The ILO report also cites available evidence to suggest that there has been a rise in international trafficking of women and children for the sex sector. Underground syndicates operate "ruthlessly efficient" networks, often with official connections, to recruit, transport, sell women and children across national borders.
An estimated 20, Burmese women work in the sex sector in Thailand; nearly all are illegal immigrants at constant risk of arrest and deportation and 50 per cent are estimated to be HIV positive. In India, someNepalese women work as prostitutes, with an additional 5, Nepalese trafficked to the country each year.
An estimatedwomen from Bangladesh best countries for prostitutes been trafficked to Pakistan over the past decade and thousands more to India. The report also identifies the feminization of labour migration as one of the major factors fuelling growth in the sex sector.
It says that some 80 per cent of the Asian female migrant workers legally entering Japan in the s were "entertainers", a best countries for prostitutes euphemism for prostitutes. Most are from the Philippines and Thailand.
Thai women work as prostitutes throughout Asia as well as in Australia, Europe and the United States. Flows of prostitutes throughout south and southeast Asia are described as almost "commuter-like" in their regularity and complexity.
More in travel
The report says that "measures targeting the sex sector have to consider moral, religious, health, human rights and criminal issues in addressing a phenomenon that is mainly economic in nature. The report states categorically that it is outside the purview of the ILO to take a stand on whether countries should legalize prostitution. While fully acknowledging the complexity of cutting through the many ambivalent, inconsistent and contradictory perceptions swirling around prostitution, the report does, however, offer some recommendations on developing a policy stance.

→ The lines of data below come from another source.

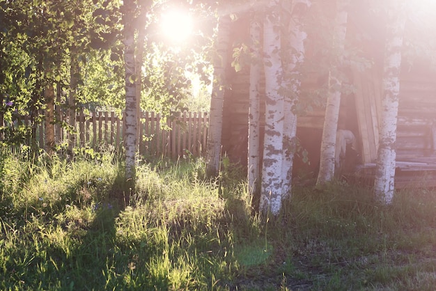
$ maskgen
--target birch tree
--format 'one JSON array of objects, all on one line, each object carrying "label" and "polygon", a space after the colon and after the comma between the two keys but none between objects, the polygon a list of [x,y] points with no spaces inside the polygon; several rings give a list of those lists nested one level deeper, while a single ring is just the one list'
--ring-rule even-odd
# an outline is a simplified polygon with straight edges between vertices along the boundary
[{"label": "birch tree", "polygon": [[249,101],[249,134],[248,134],[248,188],[250,194],[258,191],[259,182],[260,160],[260,107],[261,68],[261,26],[256,15],[250,22],[250,85]]},{"label": "birch tree", "polygon": [[134,1],[124,1],[123,21],[124,24],[124,65],[125,70],[125,132],[124,134],[124,147],[125,149],[125,179],[131,181],[130,185],[134,185],[135,155],[137,153],[137,92],[134,61]]},{"label": "birch tree", "polygon": [[382,120],[374,180],[374,194],[377,200],[385,204],[392,202],[394,191],[395,143],[405,19],[405,2],[391,1],[387,17]]},{"label": "birch tree", "polygon": [[263,53],[265,86],[265,124],[262,167],[262,189],[260,210],[277,215],[281,207],[281,166],[283,161],[283,130],[284,123],[282,85],[283,67],[280,57],[280,25],[279,1],[268,1],[263,24]]},{"label": "birch tree", "polygon": [[209,132],[206,145],[206,172],[215,176],[219,170],[221,138],[224,97],[225,68],[228,63],[231,19],[228,14],[219,17],[218,36],[216,42],[216,56],[214,59],[213,86],[210,99]]},{"label": "birch tree", "polygon": [[320,170],[316,184],[321,185],[332,181],[335,171],[335,148],[339,107],[341,105],[341,68],[345,49],[347,32],[347,8],[350,0],[336,1],[337,14],[333,33],[333,50],[338,54],[338,63],[332,64],[329,70],[329,90],[324,119]]},{"label": "birch tree", "polygon": [[[263,24],[263,49],[265,60],[265,125],[262,168],[262,188],[260,210],[276,216],[281,207],[281,202],[290,191],[292,166],[295,139],[297,117],[295,106],[298,100],[300,74],[298,65],[304,60],[304,41],[306,34],[302,27],[303,13],[310,1],[293,1],[290,7],[292,21],[285,27],[286,37],[282,40],[280,29],[283,29],[281,13],[283,7],[278,1],[268,2],[267,13]],[[286,65],[282,59],[281,43],[288,46],[286,52],[289,58]],[[288,96],[286,86],[290,87]]]},{"label": "birch tree", "polygon": [[285,54],[288,58],[283,61],[288,86],[284,97],[283,150],[281,175],[283,197],[290,196],[292,184],[292,171],[297,140],[297,115],[295,107],[298,102],[301,85],[300,65],[304,60],[304,40],[307,34],[303,30],[302,18],[311,3],[307,0],[293,1],[287,8],[290,15],[285,31]]}]

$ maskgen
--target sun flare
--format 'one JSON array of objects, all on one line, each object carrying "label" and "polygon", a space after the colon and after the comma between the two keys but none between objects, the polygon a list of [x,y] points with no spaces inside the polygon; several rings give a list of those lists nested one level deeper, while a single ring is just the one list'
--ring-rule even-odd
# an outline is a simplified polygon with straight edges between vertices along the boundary
[{"label": "sun flare", "polygon": [[186,40],[192,33],[192,18],[185,11],[167,11],[162,16],[162,30],[166,38],[171,42]]}]

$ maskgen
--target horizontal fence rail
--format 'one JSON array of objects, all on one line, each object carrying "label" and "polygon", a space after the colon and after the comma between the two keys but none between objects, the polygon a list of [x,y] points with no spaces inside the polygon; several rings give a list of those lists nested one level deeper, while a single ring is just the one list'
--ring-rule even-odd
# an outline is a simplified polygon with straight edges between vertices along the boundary
[{"label": "horizontal fence rail", "polygon": [[[61,123],[68,123],[65,116],[55,123],[55,140],[57,144],[68,141],[68,130]],[[177,158],[185,155],[195,157],[205,152],[208,136],[208,116],[204,112],[175,113],[164,118],[155,112],[141,112],[139,124],[138,148],[143,155],[164,156]],[[27,118],[21,124],[30,126]],[[10,126],[16,126],[10,125]],[[95,150],[101,146],[113,145],[116,148],[123,146],[125,132],[124,114],[115,112],[79,111],[76,116],[73,138],[77,147],[91,147]],[[36,141],[40,148],[45,144],[44,123],[38,125]]]}]

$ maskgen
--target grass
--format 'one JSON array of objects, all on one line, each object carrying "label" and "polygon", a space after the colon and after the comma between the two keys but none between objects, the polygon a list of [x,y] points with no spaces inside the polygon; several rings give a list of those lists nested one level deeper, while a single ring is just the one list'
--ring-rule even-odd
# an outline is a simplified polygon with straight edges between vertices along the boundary
[{"label": "grass", "polygon": [[[134,194],[111,152],[0,155],[0,289],[434,290],[436,191],[295,187],[267,222],[238,166],[143,163]],[[227,165],[227,166],[226,166]]]}]

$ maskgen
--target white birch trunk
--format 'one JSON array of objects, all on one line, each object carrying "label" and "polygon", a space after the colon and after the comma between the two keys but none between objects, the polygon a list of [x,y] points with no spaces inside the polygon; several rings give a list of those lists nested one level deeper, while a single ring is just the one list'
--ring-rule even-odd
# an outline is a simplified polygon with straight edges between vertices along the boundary
[{"label": "white birch trunk", "polygon": [[217,56],[214,60],[214,80],[210,100],[209,132],[206,146],[206,172],[209,176],[216,175],[219,171],[225,68],[228,63],[230,24],[230,16],[226,15],[219,18],[216,43]]},{"label": "white birch trunk", "polygon": [[[133,9],[131,0],[125,3],[126,11]],[[130,25],[130,13],[123,15],[124,21],[124,68],[125,70],[125,112],[124,122],[124,147],[125,149],[125,179],[134,187],[135,155],[137,152],[137,95],[134,61],[134,30]]]},{"label": "white birch trunk", "polygon": [[[290,94],[284,97],[283,150],[281,166],[282,199],[289,197],[291,191],[292,171],[297,139],[297,118],[295,107],[298,102],[301,84],[299,67],[304,60],[304,40],[307,37],[307,34],[302,29],[302,13],[310,4],[310,2],[306,0],[299,0],[292,3],[289,33],[286,36],[288,38],[286,52],[290,56],[290,61],[283,61],[283,63]],[[297,7],[297,6],[300,7]]]},{"label": "white birch trunk", "polygon": [[[278,1],[271,0],[269,8],[276,10]],[[267,13],[263,26],[263,49],[265,78],[265,125],[262,168],[260,210],[276,216],[282,199],[281,166],[283,161],[283,97],[279,90],[282,86],[283,68],[280,57],[280,34],[277,29],[280,18]]]},{"label": "white birch trunk", "polygon": [[142,86],[142,57],[143,55],[143,47],[145,40],[146,29],[141,28],[138,31],[138,38],[137,40],[137,49],[135,61],[135,91],[137,95],[137,148],[139,148],[139,144],[142,136],[139,136],[139,129],[141,128],[141,88]]},{"label": "white birch trunk", "polygon": [[[338,12],[333,33],[333,49],[336,50],[338,54],[342,54],[344,52],[347,33],[347,8],[349,0],[338,0],[336,3]],[[341,62],[341,59],[340,61]],[[342,86],[339,76],[341,65],[341,63],[333,65],[329,72],[329,91],[324,118],[317,186],[332,181],[334,175],[336,132]]]},{"label": "white birch trunk", "polygon": [[374,194],[377,200],[384,204],[392,202],[395,189],[395,143],[400,93],[401,49],[405,18],[404,3],[392,3],[388,11],[382,120],[374,180]]},{"label": "white birch trunk", "polygon": [[248,191],[250,194],[258,191],[259,182],[259,120],[260,100],[260,26],[256,19],[250,24],[251,50],[250,88],[249,101],[248,134]]}]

ISBN Price: 35 Swiss francs. Major Employment and Revenue Generator The report says that although the exact of working prostitutes in these countries is impossible to calculate due to the illegal or clandestine nature of the work, anywhere between 0. Economic Incentives Drive the Industry While many current studies highlight the tragic stories of individual prostitutes, especially of women and children deceived or coerced into the practice, the ILO surveys point out that many workers entered for pragmatic reasons and with a general sense of awareness of the choice they were making.

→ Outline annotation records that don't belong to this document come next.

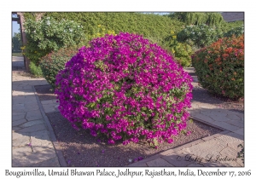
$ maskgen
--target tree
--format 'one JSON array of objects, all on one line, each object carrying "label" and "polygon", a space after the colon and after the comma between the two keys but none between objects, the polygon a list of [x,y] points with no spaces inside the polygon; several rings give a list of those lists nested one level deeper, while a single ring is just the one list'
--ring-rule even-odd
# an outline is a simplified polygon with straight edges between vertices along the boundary
[{"label": "tree", "polygon": [[21,36],[20,33],[15,33],[12,38],[12,51],[13,52],[20,52],[20,47],[22,46]]},{"label": "tree", "polygon": [[172,13],[168,15],[171,18],[177,19],[187,25],[201,25],[217,26],[224,22],[223,16],[220,13]]}]

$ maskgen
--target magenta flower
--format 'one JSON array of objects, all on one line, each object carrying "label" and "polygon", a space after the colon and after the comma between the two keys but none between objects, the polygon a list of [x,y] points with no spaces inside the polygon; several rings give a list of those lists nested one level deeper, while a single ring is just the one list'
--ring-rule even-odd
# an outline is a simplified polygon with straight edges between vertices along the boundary
[{"label": "magenta flower", "polygon": [[172,141],[186,127],[191,77],[142,36],[106,35],[82,47],[56,76],[61,113],[109,144]]}]

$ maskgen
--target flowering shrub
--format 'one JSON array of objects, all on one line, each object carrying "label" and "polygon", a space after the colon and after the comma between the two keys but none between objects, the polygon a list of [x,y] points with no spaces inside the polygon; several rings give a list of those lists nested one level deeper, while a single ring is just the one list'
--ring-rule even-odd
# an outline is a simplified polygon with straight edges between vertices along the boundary
[{"label": "flowering shrub", "polygon": [[192,56],[203,88],[230,98],[244,95],[244,36],[218,39]]},{"label": "flowering shrub", "polygon": [[187,26],[177,34],[179,42],[186,42],[190,45],[201,48],[216,42],[223,37],[224,33],[220,27],[208,26],[205,24]]},{"label": "flowering shrub", "polygon": [[189,118],[192,78],[142,36],[106,35],[83,47],[56,76],[59,110],[75,129],[109,143],[172,142]]},{"label": "flowering shrub", "polygon": [[40,59],[39,66],[42,69],[43,75],[54,89],[57,73],[65,68],[65,63],[75,55],[78,51],[78,46],[61,48]]},{"label": "flowering shrub", "polygon": [[[105,27],[101,25],[98,25],[98,27],[97,32],[92,37],[88,37],[89,38],[93,37],[103,37],[106,33],[116,35],[113,31],[106,31]],[[54,89],[55,88],[56,74],[59,71],[63,70],[66,62],[78,53],[79,47],[79,45],[73,45],[71,47],[61,48],[40,59],[39,66],[43,70],[44,77]]]}]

The Child Victims of Prostitution The ILO stresses that whereas adults could choose sex work as an occupation, children are best countries for prostitutes victims of prostitution. Prostitution and the Feminization of Migration ificantly, the country studies encountered few, if any, women working as prostitutes in the towns or villages where they grew up. What is to be done? Target child prostitution for elimination: The ILO says that entirely separate measures need to be envisaged for adult prostitution versus child prostitution.
Best countries for prostitutes are invariably victims best countries for prostitutes prostitution whereas adults could choose sex work as an occupation. Recognize the variety of circumstances prevailing among prostitutes and eliminate abuses: The ILO study says that some prostitutes freely choose sex work, others are pressured by poverty and dire economic circumstances, and still others are coerced or deceived into prostitution.
For those who have been subject to force, deception or violence, the priority should be their rescue, rehabilitation and reintegration into society. It is also important to recognize that policies for the promotion of tourism, the export of female labour for overseas employment, the promotion of rural-urban migration to provide cheap labour for export-oriented industrialization, etc. Measures should also be directed towards clients, especially since the chain of transmission from the sex sector to the population involves clients who also have unprotected sex with their spouses or others.